JAKARTA, Harianmuria.com – Banyaknya pemutusan hubungan kerja (PHK) sebagai imbas efisiensi anggaran yang diinstruksikan pemerintah mendapat sorotan Mohammad Toha, anggota Komisi II DPR RI Fraksi PKB. Ia menegaskan kebijakan efisiensi anggaran itu jangan sampai mengorbankan tenaga honorer.
Seperti diketahui, kebijakan efisiensi anggaran yang diteken Presiden Prabowo Subianto lewat Inpres Nomor 1 Tahun 2025 masih menuai polemik. Toha menyebut, efisiensi anggaran itu bukan bertujuan untuk mengurangi jumlah pegawai honorer, melainkan untuk penghematan di sektor tertentu seperti penyewaan mobil dinas pejabat, pembangunan infrastruktur non-prioritas, dan kegiatan seremonial.
“Belanja operasional, gaji pegawai itu tidak terkurangi sama sekali. Belanja modal itulah yang harusnya dikurangi, termasuk pembangunan infrastruktur non prioritas,” kata Thoha seperti dikutip TVR Parlemen, Selasa (18/2/2025).
“Yang diwajibkan di sini (efisiensi anggaran) adalah belanja operasional atau variable cost. Kalau belanja modal itu kan bisa ditunda, seperti pembelian mobil, sewa mobil dan sebagainya,” sambung anggota DPR dari Dapil Jateng V itu.
Toha menyayangkan banyaknya tenaga honorer terkena PHK. Menurutnya, penghematan anggaran yang dicanangkan Presiden Prabowo ini memiliki tujuan yang baik, bukan malah mengorbankan nasib pegawai honorer. “Ini bertujuan untuk mengakomodasi visi dan misi presiden,” lanjutnya.
Toha juga meminta agar mitra kerja DPR, khususnya BKN, KPU, Bawaslu, dan Kemendagri tidak memangkas anggaran belanja pegawai.
Hal yang sama juga diungkapkan oleh Wakil Ketua Komisi II DPR RI Dede Yusuf. Ia meminta agar pemerintah memikirkan nasib tenaga honorer yang terkena PHK di tengah efisiensi anggaran. “Apalagi, PHK ini dilakukan menjelang Ramadan dan Idulfitri,” ujarnya.
Selain tenaga honorer, banyak juga yang mengikuti seleksi Pegawai Pemerintah dengan Perjanjian Kerja (PPPK) tetapi belum mendapatkan formasi hingga kini, karena imbas efisiensi anggaran.
“Banyak saudara kita yang ikut PPPK honorer, tiba-tiba sekarang belum dapat formasi, dan efisiensi memotong pendapatan mereka di tengah momen Ramadan dan lebaran,” kata anggota dari Dapil Jabar II itu.
Dede meminta pemerintah untuk memprioritaskan pengalokasian gaji bagi tenaga honorer dan PPPK, agar tidak terjadi pengurangan pendapatan yang dapat berdampak pada kesejahteraan mereka. “Ini sangat penting, pemerintah harus benar-benar memprioritaskan gaji. Jadi jangan sampai gaji itu hilang,” tegasnya.

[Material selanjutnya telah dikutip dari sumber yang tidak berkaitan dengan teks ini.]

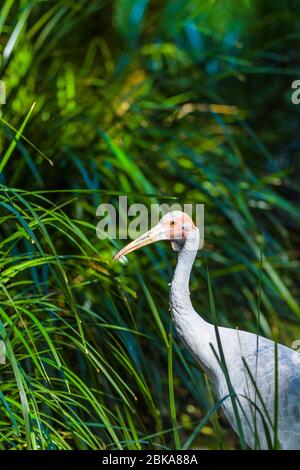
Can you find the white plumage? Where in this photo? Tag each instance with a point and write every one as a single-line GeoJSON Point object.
{"type": "Point", "coordinates": [250, 359]}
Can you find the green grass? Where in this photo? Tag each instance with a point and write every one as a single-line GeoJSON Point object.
{"type": "Point", "coordinates": [164, 102]}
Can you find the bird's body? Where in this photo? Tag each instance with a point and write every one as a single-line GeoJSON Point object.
{"type": "Point", "coordinates": [250, 361]}
{"type": "Point", "coordinates": [244, 364]}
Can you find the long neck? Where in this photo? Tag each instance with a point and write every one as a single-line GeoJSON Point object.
{"type": "Point", "coordinates": [195, 332]}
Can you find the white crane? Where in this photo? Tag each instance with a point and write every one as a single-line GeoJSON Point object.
{"type": "Point", "coordinates": [244, 367]}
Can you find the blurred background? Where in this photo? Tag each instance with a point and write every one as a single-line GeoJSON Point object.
{"type": "Point", "coordinates": [163, 101]}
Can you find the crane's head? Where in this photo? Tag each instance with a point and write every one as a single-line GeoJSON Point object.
{"type": "Point", "coordinates": [174, 226]}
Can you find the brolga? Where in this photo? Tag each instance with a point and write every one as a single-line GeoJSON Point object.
{"type": "Point", "coordinates": [257, 383]}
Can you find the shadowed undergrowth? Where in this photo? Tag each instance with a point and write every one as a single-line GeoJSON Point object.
{"type": "Point", "coordinates": [161, 101]}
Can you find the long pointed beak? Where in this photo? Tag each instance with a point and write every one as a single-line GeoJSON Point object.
{"type": "Point", "coordinates": [153, 235]}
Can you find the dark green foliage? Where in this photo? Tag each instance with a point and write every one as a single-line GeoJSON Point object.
{"type": "Point", "coordinates": [186, 101]}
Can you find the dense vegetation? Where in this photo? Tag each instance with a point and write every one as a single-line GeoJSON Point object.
{"type": "Point", "coordinates": [180, 100]}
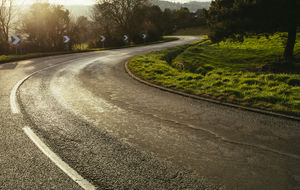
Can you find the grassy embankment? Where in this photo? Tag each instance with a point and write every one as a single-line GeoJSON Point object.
{"type": "Point", "coordinates": [76, 49]}
{"type": "Point", "coordinates": [223, 71]}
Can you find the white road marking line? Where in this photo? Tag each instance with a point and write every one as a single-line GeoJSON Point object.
{"type": "Point", "coordinates": [58, 161]}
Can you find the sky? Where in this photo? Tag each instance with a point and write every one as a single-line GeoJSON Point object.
{"type": "Point", "coordinates": [88, 2]}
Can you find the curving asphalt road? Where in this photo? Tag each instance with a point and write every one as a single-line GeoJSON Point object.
{"type": "Point", "coordinates": [120, 134]}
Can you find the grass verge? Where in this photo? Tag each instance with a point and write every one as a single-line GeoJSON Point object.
{"type": "Point", "coordinates": [78, 49]}
{"type": "Point", "coordinates": [223, 71]}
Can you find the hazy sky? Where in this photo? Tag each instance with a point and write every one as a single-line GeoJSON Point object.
{"type": "Point", "coordinates": [88, 2]}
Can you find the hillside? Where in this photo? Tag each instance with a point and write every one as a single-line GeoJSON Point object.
{"type": "Point", "coordinates": [78, 10]}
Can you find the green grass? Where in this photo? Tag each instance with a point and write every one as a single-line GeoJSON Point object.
{"type": "Point", "coordinates": [219, 71]}
{"type": "Point", "coordinates": [76, 49]}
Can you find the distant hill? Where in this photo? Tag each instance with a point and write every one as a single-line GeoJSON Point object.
{"type": "Point", "coordinates": [193, 6]}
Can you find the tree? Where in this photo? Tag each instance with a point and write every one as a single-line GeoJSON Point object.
{"type": "Point", "coordinates": [239, 18]}
{"type": "Point", "coordinates": [6, 17]}
{"type": "Point", "coordinates": [45, 25]}
{"type": "Point", "coordinates": [115, 18]}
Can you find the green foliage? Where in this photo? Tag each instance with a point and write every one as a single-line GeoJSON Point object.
{"type": "Point", "coordinates": [219, 71]}
{"type": "Point", "coordinates": [235, 19]}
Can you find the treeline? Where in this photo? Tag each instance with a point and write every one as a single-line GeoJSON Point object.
{"type": "Point", "coordinates": [43, 26]}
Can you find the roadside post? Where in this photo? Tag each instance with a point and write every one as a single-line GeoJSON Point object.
{"type": "Point", "coordinates": [16, 40]}
{"type": "Point", "coordinates": [102, 39]}
{"type": "Point", "coordinates": [67, 40]}
{"type": "Point", "coordinates": [144, 36]}
{"type": "Point", "coordinates": [126, 38]}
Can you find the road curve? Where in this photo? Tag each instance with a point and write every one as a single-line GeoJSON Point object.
{"type": "Point", "coordinates": [120, 134]}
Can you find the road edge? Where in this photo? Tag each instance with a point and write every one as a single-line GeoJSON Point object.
{"type": "Point", "coordinates": [256, 110]}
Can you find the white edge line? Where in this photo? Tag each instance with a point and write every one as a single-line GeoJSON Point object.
{"type": "Point", "coordinates": [58, 161]}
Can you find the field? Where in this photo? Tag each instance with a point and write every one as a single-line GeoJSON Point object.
{"type": "Point", "coordinates": [228, 71]}
{"type": "Point", "coordinates": [76, 49]}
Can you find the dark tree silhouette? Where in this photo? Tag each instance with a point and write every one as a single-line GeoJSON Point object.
{"type": "Point", "coordinates": [238, 18]}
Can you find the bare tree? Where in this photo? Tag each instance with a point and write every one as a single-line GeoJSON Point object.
{"type": "Point", "coordinates": [117, 15]}
{"type": "Point", "coordinates": [6, 17]}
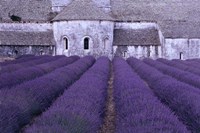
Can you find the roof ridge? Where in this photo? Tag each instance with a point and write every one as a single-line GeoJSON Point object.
{"type": "Point", "coordinates": [82, 10]}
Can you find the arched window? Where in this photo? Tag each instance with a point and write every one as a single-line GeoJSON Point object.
{"type": "Point", "coordinates": [86, 43]}
{"type": "Point", "coordinates": [66, 43]}
{"type": "Point", "coordinates": [125, 54]}
{"type": "Point", "coordinates": [41, 51]}
{"type": "Point", "coordinates": [106, 42]}
{"type": "Point", "coordinates": [181, 55]}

Dalam konteks kebijakan efisiensi, Dede mengingatkan agar jangan ada tenaga honorer yang kehilangan gaji atau bahkan terkena PHK. Untuk mengatasi hal tersebut, Dede Yusuf dan pihak Komisi II DPR RI memberikan solusi untuk menerapkan bekerja dari rumah atau Work From Home (WFH), sama seperti ketika pandemi Covid-19 melanda.
“Kita memang belum punya data pasti berapa banyak yang kena PHK, tetapi DPR meminta tidak boleh ada yang ter-PHK. Makanya sekarang ada konsep work from home, mungkin ada pengurangan dari sisi efisiensi ini harus kita pahami semua, tetapi jangan sampai mereka tidak punya pendapatan sama sekali,” paparnya.